Lagos State Governor, Babajide Sanwo-Olu has assured the judiciary of his administration’s commitment to the implementation of reforms that will accelerate administration of justice.
The Governor said the judicial arm of the government played critical roles in ensuring law and order through the protection of rights of the citizenry irrespective of status and background.
Sanwo-Olu who was represented by Deputy Governor, Dr. Obafemi Hamzat at a Special Service held at the Central Mosque, Lagos Island, by the State Judiciary to mark the 2019/2020 Legal Year, said his administration was committed to proffer solutions to challenges slowing down efficient justice delivery in the State.
He listed one of the obstacles against justice delivery to include lack of adequate courtrooms, disclosing that the current administration had approved the completion of the combined High and Magistrate Court complex in Ajah.
He said: “The judicial arm of government is an important institution that plays critical roles in ensuring law and order in the society. This is done through the protection of rights of the citizens, irrespective of status, political affiliation or background.

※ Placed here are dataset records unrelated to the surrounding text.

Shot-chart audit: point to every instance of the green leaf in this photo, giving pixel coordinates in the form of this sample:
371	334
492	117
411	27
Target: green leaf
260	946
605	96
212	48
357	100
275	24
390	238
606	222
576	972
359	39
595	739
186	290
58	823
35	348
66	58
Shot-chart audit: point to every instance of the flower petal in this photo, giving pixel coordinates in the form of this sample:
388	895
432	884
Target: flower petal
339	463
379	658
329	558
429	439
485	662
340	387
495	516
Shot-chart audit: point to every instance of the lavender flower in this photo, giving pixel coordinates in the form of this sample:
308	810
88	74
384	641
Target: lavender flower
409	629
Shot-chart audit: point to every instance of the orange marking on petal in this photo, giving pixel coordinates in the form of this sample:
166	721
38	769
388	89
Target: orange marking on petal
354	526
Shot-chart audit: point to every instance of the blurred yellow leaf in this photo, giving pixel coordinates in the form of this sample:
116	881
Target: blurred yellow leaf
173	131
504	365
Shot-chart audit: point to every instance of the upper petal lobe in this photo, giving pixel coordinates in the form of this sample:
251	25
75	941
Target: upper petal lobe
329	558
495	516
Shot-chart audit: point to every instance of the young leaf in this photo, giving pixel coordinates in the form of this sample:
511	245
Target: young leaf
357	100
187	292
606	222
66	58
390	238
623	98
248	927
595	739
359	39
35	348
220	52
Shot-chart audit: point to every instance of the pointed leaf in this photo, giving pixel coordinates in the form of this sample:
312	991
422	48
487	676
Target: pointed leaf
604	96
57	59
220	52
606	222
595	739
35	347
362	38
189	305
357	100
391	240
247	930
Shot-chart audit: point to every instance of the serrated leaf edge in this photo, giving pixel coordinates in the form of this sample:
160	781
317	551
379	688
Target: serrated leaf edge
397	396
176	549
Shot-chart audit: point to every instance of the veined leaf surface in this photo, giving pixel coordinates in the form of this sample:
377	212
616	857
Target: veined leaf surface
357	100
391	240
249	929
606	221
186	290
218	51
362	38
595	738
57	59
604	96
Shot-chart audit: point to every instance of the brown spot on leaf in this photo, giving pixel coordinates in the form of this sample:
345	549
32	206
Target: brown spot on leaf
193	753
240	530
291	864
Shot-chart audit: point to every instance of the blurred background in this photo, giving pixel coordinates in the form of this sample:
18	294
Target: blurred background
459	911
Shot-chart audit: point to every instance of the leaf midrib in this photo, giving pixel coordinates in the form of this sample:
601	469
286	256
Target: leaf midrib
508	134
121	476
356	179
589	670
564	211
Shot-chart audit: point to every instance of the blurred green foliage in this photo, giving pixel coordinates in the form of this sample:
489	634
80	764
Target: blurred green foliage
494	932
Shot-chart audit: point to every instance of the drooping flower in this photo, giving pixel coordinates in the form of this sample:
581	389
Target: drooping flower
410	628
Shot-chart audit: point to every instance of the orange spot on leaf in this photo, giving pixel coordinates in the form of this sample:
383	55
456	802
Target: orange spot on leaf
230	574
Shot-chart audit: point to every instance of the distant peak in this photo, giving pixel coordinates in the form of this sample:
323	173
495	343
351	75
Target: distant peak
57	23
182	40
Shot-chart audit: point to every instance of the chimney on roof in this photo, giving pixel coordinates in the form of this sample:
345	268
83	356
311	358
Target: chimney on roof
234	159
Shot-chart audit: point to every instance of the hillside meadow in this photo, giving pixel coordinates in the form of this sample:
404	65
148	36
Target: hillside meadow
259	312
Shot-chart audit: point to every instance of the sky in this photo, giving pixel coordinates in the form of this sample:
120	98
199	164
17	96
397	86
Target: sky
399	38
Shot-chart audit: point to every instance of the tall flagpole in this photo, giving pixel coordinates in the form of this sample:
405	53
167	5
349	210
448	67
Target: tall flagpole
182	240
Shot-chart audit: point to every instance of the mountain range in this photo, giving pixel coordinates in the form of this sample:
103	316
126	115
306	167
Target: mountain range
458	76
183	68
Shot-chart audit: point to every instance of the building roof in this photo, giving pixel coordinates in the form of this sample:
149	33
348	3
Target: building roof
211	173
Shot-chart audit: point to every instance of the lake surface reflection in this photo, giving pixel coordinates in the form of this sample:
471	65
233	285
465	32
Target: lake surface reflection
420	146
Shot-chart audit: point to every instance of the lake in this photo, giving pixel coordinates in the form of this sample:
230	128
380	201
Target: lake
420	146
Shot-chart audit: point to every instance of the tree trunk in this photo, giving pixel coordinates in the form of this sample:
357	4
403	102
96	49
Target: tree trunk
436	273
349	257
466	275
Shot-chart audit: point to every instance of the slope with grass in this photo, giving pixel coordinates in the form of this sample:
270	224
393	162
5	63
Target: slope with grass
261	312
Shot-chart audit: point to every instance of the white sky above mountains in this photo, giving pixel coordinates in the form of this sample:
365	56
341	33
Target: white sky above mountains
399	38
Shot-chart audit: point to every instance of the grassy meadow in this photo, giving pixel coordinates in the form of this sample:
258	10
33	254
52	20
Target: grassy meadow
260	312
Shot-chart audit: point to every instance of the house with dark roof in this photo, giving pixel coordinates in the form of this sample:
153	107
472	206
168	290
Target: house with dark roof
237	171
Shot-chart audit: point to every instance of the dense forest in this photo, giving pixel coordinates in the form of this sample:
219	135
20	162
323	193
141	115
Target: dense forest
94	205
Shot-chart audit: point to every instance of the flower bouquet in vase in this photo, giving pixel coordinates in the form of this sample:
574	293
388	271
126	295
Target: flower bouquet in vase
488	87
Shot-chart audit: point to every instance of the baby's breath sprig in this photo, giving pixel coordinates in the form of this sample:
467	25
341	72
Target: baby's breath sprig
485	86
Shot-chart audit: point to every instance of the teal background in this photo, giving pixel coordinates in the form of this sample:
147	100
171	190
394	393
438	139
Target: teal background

“As leader of the government, we are committed to the ideal of justice for all parties and independence of the judiciary. We will support the judicial arm to overcome challenges that may be obstacles to effectiveness, efficiency and speedy delivery of justice.”
In his remarks, the Chief Judge, Hon. Justice Kazeem Alogba expressed gratitude to the executive arm of government for its support and cooperation, reiterating that the judiciary under his watch would continue to dispense justice without bias and favour.
The Chief Judge added that his aim was to create an independent judiciary by ensuring fair and responsive system of justice, with focus on excellence.
Speaking on the theme: “Concept of Justice in Islam”, the Guest Speakers, Dr. Marufudeen Shittu and Imam Babatunde Alfa-Nla, stressed the need for judicial officers to be fair and just in the dispensation of justice.
The clerics opined that Allah is the greatest judge, urging the members of the judicial arm to be fair to all parties in adjudication before giving verdicts.